- OneLogin authentication support—The Lacework Console supports OneLogin SAML authentication and JIT user provisioning. For more information, see OneLogin SAML Configuration.
- Updated LW_AWS_NETWORKING_16 and LW_AWS_NETWORKING_17 recommendations—The LW_AWS_NETWORKING_16 recommendation generates events when it detects that the Elastic Load Balancer certificate will expire in 5 days or less. The LW_AWS_NETWORKING_17 recommendation generates events when it detects that the Elastic Load Balancer certificate will expire in 45 days or less.
- Variables in custom Jira templates—When defining a Jira alert channel, you can add variables that represent data from Lacework to custom Jira templates. For more information, see Jira Alert Channels.
- Retrieving custom Jira templates—If a custom template was used for an existing Jira alert channel, the Lacework Console allows you to download the template.
- AWS CloudTrail dossier includes Principal ID—The AWS CloudTrail dossier includes Principal ID as an available page filter and as a column in the CloudTrail Logs table.
Host Vulnerability Assessment General Availability
This feature is now in general availability and includes the following updates:
- Host vulnerability alerts—The Lacework Console raises alerts when vulnerabilities are detected during host assessment. The Lacework Console supports alerting about the following host vulnerabilities:
- A new software vulnerability within monitored hosts for a defined severity level
- A known software vulnerability within monitored hosts for a defined severity level
- A software vulnerability severity change within monitored hosts
- A software vulnerability patch status change within monitored hosts
- Rule customization—You can use policies to clone and customize the rules used for assessment.

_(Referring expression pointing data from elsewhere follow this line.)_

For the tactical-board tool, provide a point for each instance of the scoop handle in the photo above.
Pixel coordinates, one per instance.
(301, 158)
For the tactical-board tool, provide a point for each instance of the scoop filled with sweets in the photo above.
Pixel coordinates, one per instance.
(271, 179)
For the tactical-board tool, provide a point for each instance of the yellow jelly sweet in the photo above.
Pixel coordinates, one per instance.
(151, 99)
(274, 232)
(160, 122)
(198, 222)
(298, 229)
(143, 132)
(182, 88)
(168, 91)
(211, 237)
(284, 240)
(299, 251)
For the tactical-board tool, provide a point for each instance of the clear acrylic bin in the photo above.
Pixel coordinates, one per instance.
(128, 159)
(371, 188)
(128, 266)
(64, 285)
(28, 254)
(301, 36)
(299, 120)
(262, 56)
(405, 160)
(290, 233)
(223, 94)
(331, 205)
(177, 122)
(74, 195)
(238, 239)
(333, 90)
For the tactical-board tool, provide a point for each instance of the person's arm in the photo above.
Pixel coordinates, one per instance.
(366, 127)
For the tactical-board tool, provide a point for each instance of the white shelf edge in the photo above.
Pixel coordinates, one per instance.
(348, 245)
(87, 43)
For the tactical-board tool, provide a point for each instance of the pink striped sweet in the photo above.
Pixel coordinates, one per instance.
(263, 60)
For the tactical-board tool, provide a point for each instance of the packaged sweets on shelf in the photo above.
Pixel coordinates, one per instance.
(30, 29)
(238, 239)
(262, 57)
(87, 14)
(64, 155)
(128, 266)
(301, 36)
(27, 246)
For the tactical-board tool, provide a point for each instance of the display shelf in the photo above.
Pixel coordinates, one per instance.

- Additional filters for vulnerability assessments—When viewing host vulnerabilities, two new filters are available. You can filter by CVE severity, for example, you only want to see critical severity CVEs. You can also filter by whether a CVE is fixable.
- Host vulnerability assessment pages include only actionable vulnerabilities—To improve surfacing actionable vulnerabilities, host vulnerability assessment counts/statistics include only unfixed vulnerabilities, with one exception. The Host Vulnerability Report pages includes a table row for every vulnerability (fixed and unfixed). This means the number of table rows will be higher than the number of detections on the Host Vulnerability Assessment and Host Vulnerability Assessment Report pages.
- Lacework Console changes:
- Workload menu renamed to Host—The top-level Workload menu is now named Host.
- Additional menu/field names changed to host—On the Dashboard, workload events are now host events. On the Policies page, workload policies and rules are now host policies and rules.
- Containers and Kubernetes dossiers—The Containers and Kubernetes dossiers are now located under the top-level Container menu.
- Host menu displaying depends on the Lacework agent—If a Lacework agent is not installed, the top-level Host menu is not present.
Host vulnerability assessment requires Lacework agent version 2.12.1 or later (agent 2.12.1 release notes are available here).